After tonight, T-minus ten,...
It's a little strange to look at the schedule and see just ten games remaining after tonight's tilt with Winnipeg. Another season that's absolutely flown by, it feels like just yesterday we were sitting in the stands at those opening camp practices, giving Crosby a standing ovation upon his return just to practice, watching Malkin tearing up practices as some sort of sick precursor to what we'd see from his this year, or getting our first glimpse of the skating brilliance of Joe Morrow.
Fast-forward some 71 games, and we get this past Sunday's Flyers tilt. If a game like that didn't catapult you directly into playoff mode, maybe we'll let CBC work their magic with this clip from last year.
(And as someone who still cheers for the Canucks as well as the Pens, not even the clean-ringing backdrop of The Edge's guitar melodies can keep parts of that clip from sucking out loud to watch again, but that's just me.)
(And feel free to leave that clip on continuous loop as you read the rest of this.)
So many good things in these clips. So much great imagery, and then you start remembering all of the things that come with hockey this time of year.
Games on every single night. Doubleheaders, most of the time.
Games so intense, not even Pierre in between the benches or Edzo in the booth can ruin it.
Cheering for anyone playing the Flyers, Rangers or Caps. If two of those teams are playing each other, cheering for the meteor.
Weighing the pros of staying up to watch a Western Conference series versus the cons of going to work or class on four hours of sleep the next morning.
On game days, you're a wreck. You get through the work day as quickly as possible knowing the game is on that night.
Talking yourself into that first game of the first series, knowing that everything that just transpired over the previous 82 games doesn't really mean so much anymore now, does it?
Every win feels like your team has wrestled absolute control of the series from the opposing team.
Every loss feels twice as damning to the hopes for a Cup, and equally awful is that sinking feeling knowing that you now have to wait another two days for your team to get back another shot. And by the way, your team can only afford to do this again maybe three more times. Maybe two. Maybe just one. At least for this series.
You jump to edge of your seat with every scoring chance your team gets and retreat to the fetal position with every chance they allow. Every celebration of a goal scored for is offset by the crushing fear that the bottom doesn't somehow fall out.
If your team scores the first goal, you start bargaining aloud with the hockey gods to somehow make the game end now. If your team allows the first goal, you wonder if your team can get two pucks past the opposing net-minder without your goalie allowing another.
If your team is ahead by just a goal in the third period, you count down minutes until the 1:30 mark, knowing an empty net awaits.

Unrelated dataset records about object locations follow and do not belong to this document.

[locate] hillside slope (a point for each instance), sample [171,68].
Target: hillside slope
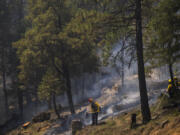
[165,121]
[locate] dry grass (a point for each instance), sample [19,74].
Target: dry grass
[121,124]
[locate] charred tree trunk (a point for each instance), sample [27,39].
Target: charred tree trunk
[4,82]
[122,70]
[20,102]
[171,74]
[66,76]
[141,74]
[54,105]
[50,102]
[68,88]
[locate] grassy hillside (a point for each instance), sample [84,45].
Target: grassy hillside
[164,122]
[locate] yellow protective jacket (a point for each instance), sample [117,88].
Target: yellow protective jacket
[95,107]
[177,84]
[170,87]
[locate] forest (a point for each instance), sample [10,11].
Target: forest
[52,51]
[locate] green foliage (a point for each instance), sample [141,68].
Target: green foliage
[162,36]
[50,84]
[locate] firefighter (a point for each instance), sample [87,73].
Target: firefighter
[177,84]
[170,89]
[95,109]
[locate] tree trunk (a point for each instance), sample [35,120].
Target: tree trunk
[4,82]
[20,102]
[68,88]
[54,105]
[66,77]
[122,70]
[171,74]
[141,74]
[50,103]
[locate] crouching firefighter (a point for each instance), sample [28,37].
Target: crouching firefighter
[95,109]
[176,82]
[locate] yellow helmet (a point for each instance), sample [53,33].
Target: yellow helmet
[169,80]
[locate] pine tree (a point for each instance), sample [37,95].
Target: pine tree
[162,46]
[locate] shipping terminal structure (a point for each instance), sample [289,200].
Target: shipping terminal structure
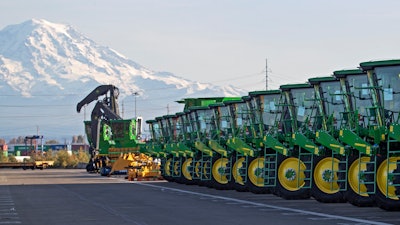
[333,138]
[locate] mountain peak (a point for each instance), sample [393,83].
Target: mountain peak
[54,61]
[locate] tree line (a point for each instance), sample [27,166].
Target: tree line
[76,139]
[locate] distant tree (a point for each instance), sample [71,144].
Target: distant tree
[78,139]
[52,142]
[19,140]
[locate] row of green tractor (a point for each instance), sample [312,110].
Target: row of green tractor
[334,138]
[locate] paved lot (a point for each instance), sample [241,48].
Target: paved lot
[75,197]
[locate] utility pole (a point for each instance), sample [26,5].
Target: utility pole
[135,94]
[122,114]
[266,74]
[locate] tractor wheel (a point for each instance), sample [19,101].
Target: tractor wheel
[386,197]
[187,171]
[291,178]
[325,187]
[256,173]
[239,179]
[206,174]
[356,192]
[177,170]
[167,170]
[220,177]
[196,175]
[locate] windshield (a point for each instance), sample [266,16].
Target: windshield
[389,80]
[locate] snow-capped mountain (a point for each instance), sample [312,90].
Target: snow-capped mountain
[47,68]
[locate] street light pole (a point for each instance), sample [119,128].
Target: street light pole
[135,94]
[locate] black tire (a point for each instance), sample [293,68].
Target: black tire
[324,188]
[356,193]
[187,171]
[255,173]
[206,176]
[166,169]
[238,182]
[220,179]
[285,187]
[387,200]
[177,170]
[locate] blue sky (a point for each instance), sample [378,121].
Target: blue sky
[227,42]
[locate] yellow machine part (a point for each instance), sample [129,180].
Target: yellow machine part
[138,165]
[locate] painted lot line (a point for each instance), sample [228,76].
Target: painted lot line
[291,210]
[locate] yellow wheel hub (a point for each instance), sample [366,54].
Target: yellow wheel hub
[167,167]
[197,169]
[384,182]
[256,172]
[176,168]
[291,174]
[325,176]
[218,170]
[205,170]
[185,168]
[236,170]
[356,179]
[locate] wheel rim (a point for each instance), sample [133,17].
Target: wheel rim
[325,176]
[355,178]
[167,167]
[256,172]
[385,183]
[218,170]
[205,170]
[176,168]
[197,169]
[291,175]
[185,168]
[236,171]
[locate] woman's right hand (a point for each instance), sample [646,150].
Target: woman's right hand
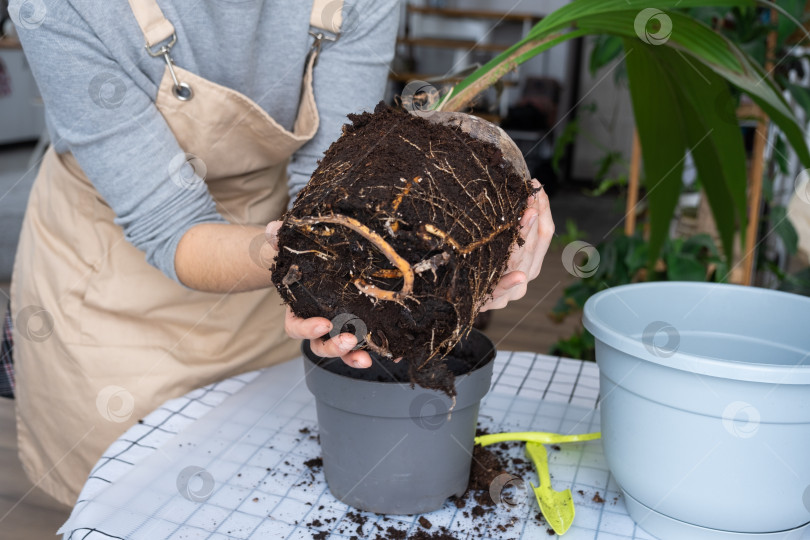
[316,328]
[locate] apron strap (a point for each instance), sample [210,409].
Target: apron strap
[154,25]
[327,15]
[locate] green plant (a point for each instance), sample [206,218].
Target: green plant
[680,73]
[623,260]
[605,164]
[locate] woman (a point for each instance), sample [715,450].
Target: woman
[143,245]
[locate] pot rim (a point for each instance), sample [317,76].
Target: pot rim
[704,365]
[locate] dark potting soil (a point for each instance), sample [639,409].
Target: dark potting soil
[471,353]
[408,226]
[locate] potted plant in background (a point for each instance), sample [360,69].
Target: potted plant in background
[678,68]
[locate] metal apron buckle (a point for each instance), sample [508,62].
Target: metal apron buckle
[181,90]
[320,37]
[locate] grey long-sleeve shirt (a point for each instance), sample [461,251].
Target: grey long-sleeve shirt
[99,87]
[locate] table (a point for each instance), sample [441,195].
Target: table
[260,488]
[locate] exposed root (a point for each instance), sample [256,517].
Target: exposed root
[431,264]
[292,275]
[378,242]
[320,254]
[402,195]
[438,233]
[382,350]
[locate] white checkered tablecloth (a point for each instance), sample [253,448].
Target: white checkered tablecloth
[247,432]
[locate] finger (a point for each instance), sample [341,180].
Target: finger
[357,359]
[516,293]
[271,233]
[337,346]
[512,279]
[298,328]
[545,229]
[529,218]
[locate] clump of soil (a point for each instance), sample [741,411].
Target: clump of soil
[406,225]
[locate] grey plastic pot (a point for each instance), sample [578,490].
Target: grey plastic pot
[391,448]
[705,407]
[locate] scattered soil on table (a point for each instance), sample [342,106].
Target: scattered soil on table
[407,225]
[488,518]
[442,534]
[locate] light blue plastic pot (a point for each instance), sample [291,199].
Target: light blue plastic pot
[705,406]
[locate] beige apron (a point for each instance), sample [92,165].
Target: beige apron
[120,338]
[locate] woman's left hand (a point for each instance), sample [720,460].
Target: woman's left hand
[537,229]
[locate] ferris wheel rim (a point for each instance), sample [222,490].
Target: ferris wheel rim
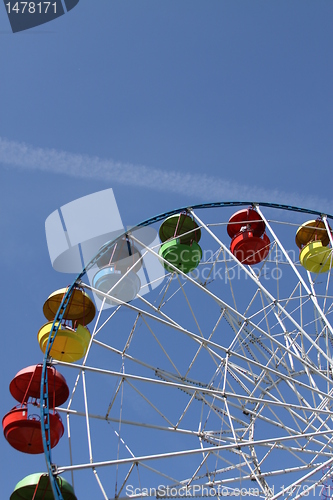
[45,407]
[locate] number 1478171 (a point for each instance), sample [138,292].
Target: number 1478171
[31,7]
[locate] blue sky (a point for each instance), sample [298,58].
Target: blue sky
[169,103]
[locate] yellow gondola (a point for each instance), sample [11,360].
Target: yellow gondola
[80,307]
[69,345]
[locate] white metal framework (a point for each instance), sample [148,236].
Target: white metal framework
[216,383]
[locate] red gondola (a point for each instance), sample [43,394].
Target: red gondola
[249,244]
[23,429]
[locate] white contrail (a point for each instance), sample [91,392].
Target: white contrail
[194,186]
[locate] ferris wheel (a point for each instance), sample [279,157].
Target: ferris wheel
[206,369]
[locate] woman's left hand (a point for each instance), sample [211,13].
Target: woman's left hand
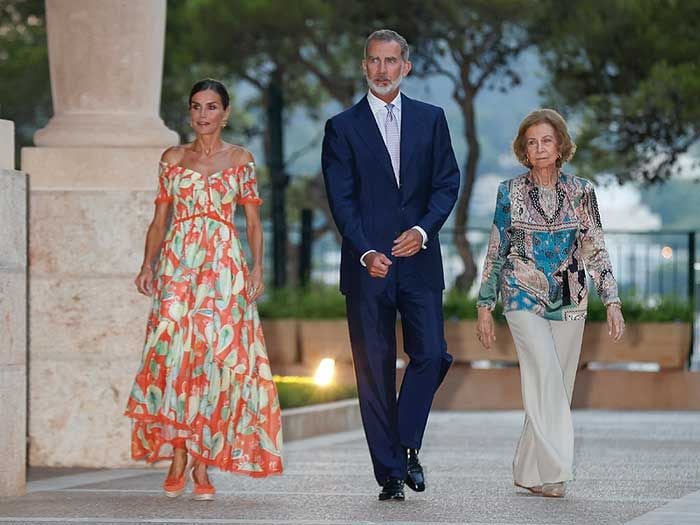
[616,323]
[255,285]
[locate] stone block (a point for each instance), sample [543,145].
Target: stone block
[74,318]
[13,318]
[13,388]
[7,145]
[92,168]
[13,219]
[88,232]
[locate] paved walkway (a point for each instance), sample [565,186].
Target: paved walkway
[631,467]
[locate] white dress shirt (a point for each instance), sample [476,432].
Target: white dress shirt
[378,108]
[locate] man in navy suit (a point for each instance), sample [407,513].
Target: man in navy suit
[392,180]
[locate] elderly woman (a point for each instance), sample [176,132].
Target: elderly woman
[546,233]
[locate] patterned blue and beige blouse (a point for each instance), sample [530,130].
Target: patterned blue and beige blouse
[542,242]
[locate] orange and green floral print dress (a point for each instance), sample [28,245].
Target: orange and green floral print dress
[204,374]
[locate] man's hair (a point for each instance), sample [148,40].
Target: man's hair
[387,35]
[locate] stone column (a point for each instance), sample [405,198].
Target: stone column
[13,318]
[106,60]
[92,181]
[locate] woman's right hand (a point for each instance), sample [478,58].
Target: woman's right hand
[144,281]
[485,330]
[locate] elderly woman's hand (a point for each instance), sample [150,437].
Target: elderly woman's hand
[485,331]
[616,323]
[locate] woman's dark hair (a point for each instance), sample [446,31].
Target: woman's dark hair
[210,84]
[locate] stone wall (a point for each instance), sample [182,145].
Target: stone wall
[93,180]
[89,210]
[13,317]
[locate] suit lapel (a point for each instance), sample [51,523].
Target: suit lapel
[366,126]
[409,131]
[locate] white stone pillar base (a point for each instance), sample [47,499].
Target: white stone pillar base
[120,130]
[89,210]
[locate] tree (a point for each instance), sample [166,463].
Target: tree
[25,90]
[474,45]
[629,73]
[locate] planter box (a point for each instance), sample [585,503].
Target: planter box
[282,342]
[321,338]
[667,344]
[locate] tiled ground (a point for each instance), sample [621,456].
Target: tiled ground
[627,464]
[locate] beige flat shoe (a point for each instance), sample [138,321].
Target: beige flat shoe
[537,489]
[554,490]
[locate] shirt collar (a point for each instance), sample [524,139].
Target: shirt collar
[376,104]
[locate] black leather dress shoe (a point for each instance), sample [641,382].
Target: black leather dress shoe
[392,490]
[415,477]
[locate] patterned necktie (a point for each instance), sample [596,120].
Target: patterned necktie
[393,139]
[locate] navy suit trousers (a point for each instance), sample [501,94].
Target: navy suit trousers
[392,425]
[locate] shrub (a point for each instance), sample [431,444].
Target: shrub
[326,302]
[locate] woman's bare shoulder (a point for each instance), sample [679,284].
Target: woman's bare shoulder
[239,156]
[174,154]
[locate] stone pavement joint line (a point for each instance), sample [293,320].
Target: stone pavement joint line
[639,466]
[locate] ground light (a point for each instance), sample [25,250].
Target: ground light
[324,372]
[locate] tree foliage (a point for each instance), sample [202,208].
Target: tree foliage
[25,91]
[629,72]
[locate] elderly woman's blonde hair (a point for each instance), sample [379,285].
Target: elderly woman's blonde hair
[567,148]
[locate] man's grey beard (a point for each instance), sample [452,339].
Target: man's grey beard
[381,90]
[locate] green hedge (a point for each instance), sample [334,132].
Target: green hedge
[316,302]
[301,391]
[326,302]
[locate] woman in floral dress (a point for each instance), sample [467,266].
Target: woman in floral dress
[204,387]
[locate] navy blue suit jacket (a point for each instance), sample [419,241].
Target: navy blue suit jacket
[368,207]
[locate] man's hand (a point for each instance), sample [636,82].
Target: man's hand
[377,264]
[407,244]
[485,331]
[616,323]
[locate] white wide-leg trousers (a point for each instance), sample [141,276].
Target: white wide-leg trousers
[548,352]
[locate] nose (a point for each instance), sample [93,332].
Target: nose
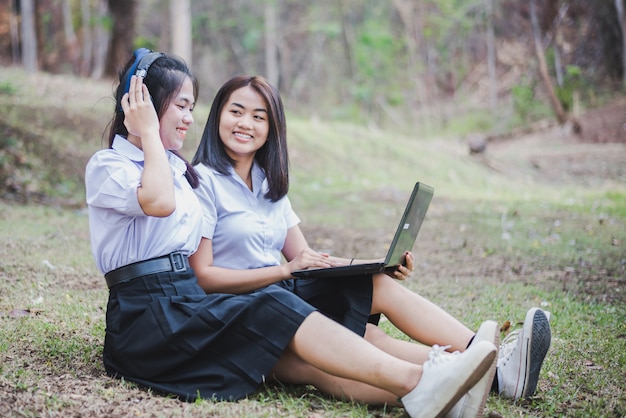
[188,118]
[244,122]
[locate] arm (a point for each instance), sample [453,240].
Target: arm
[222,280]
[156,192]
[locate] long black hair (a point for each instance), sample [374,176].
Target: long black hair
[272,157]
[164,76]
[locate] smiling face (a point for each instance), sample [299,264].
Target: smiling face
[244,125]
[177,118]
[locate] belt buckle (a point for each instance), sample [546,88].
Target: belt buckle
[177,261]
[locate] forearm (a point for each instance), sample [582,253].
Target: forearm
[221,280]
[156,194]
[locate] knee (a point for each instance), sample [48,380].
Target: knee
[375,335]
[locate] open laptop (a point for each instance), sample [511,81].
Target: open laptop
[403,240]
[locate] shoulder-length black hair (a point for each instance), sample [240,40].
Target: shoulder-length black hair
[272,157]
[164,79]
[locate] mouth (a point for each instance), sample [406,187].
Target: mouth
[242,136]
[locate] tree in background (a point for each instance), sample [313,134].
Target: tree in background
[410,63]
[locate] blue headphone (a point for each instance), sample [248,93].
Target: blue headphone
[143,60]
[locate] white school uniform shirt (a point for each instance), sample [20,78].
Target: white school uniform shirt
[121,233]
[247,230]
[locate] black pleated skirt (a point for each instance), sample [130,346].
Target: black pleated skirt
[163,332]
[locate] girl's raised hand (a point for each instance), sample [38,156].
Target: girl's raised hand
[139,113]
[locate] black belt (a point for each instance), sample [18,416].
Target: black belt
[174,262]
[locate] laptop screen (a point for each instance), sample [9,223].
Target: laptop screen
[410,223]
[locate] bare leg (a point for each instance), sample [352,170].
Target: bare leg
[405,350]
[323,343]
[292,369]
[416,316]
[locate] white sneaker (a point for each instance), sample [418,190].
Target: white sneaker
[473,403]
[446,378]
[521,356]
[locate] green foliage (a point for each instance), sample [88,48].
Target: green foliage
[7,88]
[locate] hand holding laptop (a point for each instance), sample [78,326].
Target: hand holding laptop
[403,241]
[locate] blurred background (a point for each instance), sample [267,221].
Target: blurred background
[416,65]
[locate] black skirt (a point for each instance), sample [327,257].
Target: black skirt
[165,333]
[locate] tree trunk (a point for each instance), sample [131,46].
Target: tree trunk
[14,33]
[101,40]
[491,55]
[123,13]
[180,29]
[619,5]
[87,52]
[561,115]
[29,36]
[71,41]
[271,42]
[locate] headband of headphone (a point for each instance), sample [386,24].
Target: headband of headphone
[143,60]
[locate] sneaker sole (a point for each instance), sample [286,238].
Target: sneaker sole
[489,376]
[483,367]
[538,336]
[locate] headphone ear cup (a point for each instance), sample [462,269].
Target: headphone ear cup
[143,60]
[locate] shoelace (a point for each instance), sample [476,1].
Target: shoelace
[508,345]
[438,355]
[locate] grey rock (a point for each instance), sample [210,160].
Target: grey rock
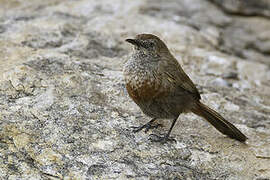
[64,110]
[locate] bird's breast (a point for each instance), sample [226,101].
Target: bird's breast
[142,85]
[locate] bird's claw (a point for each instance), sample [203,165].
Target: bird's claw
[147,127]
[161,139]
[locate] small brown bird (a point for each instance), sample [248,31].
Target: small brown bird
[159,86]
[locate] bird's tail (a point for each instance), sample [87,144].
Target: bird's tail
[218,122]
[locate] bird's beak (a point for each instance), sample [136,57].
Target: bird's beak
[133,41]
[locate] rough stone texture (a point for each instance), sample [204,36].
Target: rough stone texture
[64,111]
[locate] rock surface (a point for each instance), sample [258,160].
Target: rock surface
[64,110]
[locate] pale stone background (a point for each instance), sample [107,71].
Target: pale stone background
[64,111]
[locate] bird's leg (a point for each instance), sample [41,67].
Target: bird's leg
[146,126]
[164,138]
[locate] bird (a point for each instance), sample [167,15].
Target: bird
[156,82]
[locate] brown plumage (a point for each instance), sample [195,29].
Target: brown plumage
[160,87]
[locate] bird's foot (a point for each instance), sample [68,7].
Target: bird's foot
[146,126]
[161,138]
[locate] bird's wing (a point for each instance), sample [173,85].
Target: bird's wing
[176,75]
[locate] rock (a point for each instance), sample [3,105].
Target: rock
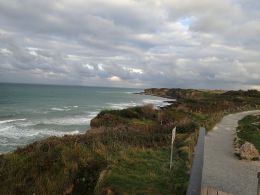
[248,151]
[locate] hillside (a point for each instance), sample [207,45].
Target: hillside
[125,151]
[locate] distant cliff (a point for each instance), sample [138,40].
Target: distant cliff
[178,93]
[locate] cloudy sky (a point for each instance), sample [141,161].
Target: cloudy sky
[131,43]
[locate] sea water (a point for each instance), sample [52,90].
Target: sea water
[33,112]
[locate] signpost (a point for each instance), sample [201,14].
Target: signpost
[173,138]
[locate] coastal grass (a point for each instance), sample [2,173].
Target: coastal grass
[249,130]
[125,151]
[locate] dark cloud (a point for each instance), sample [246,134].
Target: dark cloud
[180,43]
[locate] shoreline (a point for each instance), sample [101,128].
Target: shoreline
[119,141]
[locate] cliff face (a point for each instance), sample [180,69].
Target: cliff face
[178,93]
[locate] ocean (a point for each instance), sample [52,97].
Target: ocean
[33,112]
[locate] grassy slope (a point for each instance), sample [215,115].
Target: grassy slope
[126,151]
[249,130]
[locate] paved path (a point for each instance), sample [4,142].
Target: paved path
[222,170]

Each win is followed some strange blend of euphoria, something borne of a seven-game series and a sense of relief that only comes with 150 minutes of holding your breath.
There are those moments - those singular moments, and with them the names that only need to be mentioned to bring a smile and an appreciative nod from your fellow fans.
Neal in overtime from the wall (the last great moment of the 2010-11 season).
Crosby behind the net against Ottawa.
Malkin against all of Carolina.
Tic-tac-toe to TK.
Staal winding it up shorthanded against Detroit.
Fleury stoning Ovechkin.
Roberts challenging the Senators.
Sykora in however many overtimes.
Kasparaitis against Hasek.
Jagr against the Blackhawks. Jagr against the Devils.
Lemieux so many times, from the Immaculate Deflection, to the puck in Bourque's skates, to splitting the defense against Minnesota and that unbelievable goal against Chicago.
And of course, Talbot and then those last six seconds culminated by Fleury diving across the crease.
In three weeks, we get to do it all over.
Welcome to your next three months, Pens fans.